On the Suchiate River dividing Mexico and Guatemala, it sure looks easy to cross north without papers.
A young, mustachioed man is pulling a makeshift raft across the quiet river via two ropes connecting the countries. The crossing costs 4 quetzales, 10 pesos or 50 U.S. cents. The raft captain says that nearby migration officials rarely intervene.
But the impression that Mexico is lax on migrants disappears as you head just a little north.
“They put up lots of checkpoints,” says Gustavo Rivera, a bus driver shuttling between Mexico’s southeastern border and the nearest city, Tapachula. “Immigration [agents], federal police, soldiers, local police. I don’t get many migrants on the bus anymore because of the checkpoints.”
President Trump singled out a group of families from Guatemala, Honduras and El Salvador heading to the United States as evidence that “Mexico is doing very little, if not nothing,” to stop immigration. But Mexico has actually assembled an aggressive enforcement strategy, with U.S. backing.
The strategy tightened up in 2014, shortly after American officials declared a crisis over the arrival of large numbers of Central American children at the U.S. border. The U.S. began funding Mexico’s immigration crackdown with the Southern Border Plan.

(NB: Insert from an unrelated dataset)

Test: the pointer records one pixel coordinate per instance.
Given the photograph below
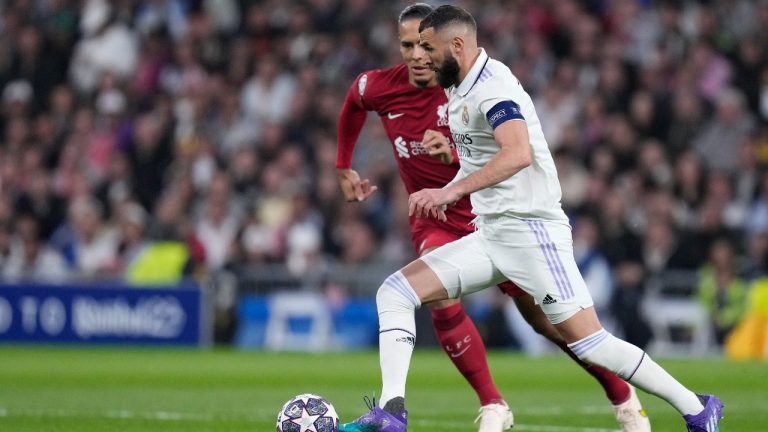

Rather than amassing troops on its border with Guatemala, Mexico stations migration agents, local and federal police, soldiers and marines to create a kind of containment zone in Chiapas state. With roving checkpoints and raids, Mexican migration agents have formed a formidable deportation force. Since the Southern Border Plan launched, Mexico has deported more than half a million Central Americans, including almost 82,000 last year, according to data from Mexico’s Interior Department. Since 2015, Mexico has deported more Central Americans annually than U.S. authorities have, in some years more than twice as many.
It’s such an effective force that even some government officials try to give migrants workarounds.